Self-signed CA certificate
The CertAuth constructor creates its own certificate at instantiation:
self.certificate = {
"version": 3,
"serial_number": 1,
...
"extensions": {
"key_usage": "key_cert_sign,crl_sign",
"basic_constraints": {"is_ca": True}
}
}
self.certificate["signature"] = RSAsign.encryptrsa(
sha256.generate_hash(str(self.certificate).encode('utf-8')),
self._key_pair["private_key"]
)
The CA signs its own certificate with its own private key.

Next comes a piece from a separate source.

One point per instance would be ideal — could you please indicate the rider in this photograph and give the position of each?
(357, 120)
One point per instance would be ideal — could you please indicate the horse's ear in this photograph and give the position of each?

This is what makes it a root CA: the trust anchor is not a signature from an upstream authority but the act of accepting the CA’s certificate as trusted out of band.
Revocation
The CRL is stored in an AES-encrypted file on disk. When a certificate is revoked, the file is decrypted, the revocation entry is appended, and the file is re-encrypted:
def revoke_certificate(self, certificate_serial_number):
AESdecrypt.decrypt_file(self._crl_file_path, self._crl_file_path + '.d', self._crl_pass_path)
with open(self._crl_file_path + '.d', 'a') as f:
f.write(pem_revoked_cert)
AESencrypt.encrypt_file(self._crl_file_path + '.d', self._crl_file_path, self._crl_pass_path)
os.remove(self._crl_file_path + '.d')
The passphrase is generated at CA initialization from a large random number appended to the CA’s name, stored in a file named <ca_name><bignum>.pass. It is not human-readable and is only ever read by the code. The decrypted .d file is removed after re-encryption.
is_cert_revoked() uses a try/finally to ensure the decrypted file is always re-encrypted and removed, even if the search raises an exception.
Verification
CertClient.verify_certificate() checks four conditions:
- The signature verifies against the CA’s public key (uses
reverse=False, i.e., decrypts with the public exponent) not_before <= utcnowutcnow < not_afterca.is_cert_revoked(serial_number)returns False
All four must hold for the certificate to be considered valid. The behavior when a certificate is revoked changes the final result from True to False without error — revocation is just another validity condition.
Why this project
The value is not in having written a new RSA implementation. It is in understanding what happens inside the opaque functions I use everywhere. A CSR is not a magical token: it is a JSON object with a hash and a signature. A certificate is not a cryptographic primitive: it is a signed assertion with an expiration timestamp and a revocability mechanism that only works if someone actually checks. Writing these things from scratch makes the vocabulary concrete and the failure modes visible.
The failure modes matter most. This implementation does not resist side-channel attacks on the timing of PKCS#1 padding validation. It uses a non-cryptographic PRNG for prime candidates. Its serial numbers are time-based, which leaks issuance timing. Knowing exactly what it does wrong, and why those things are wrong, is what makes me able to evaluate the real implementations when I encounter them.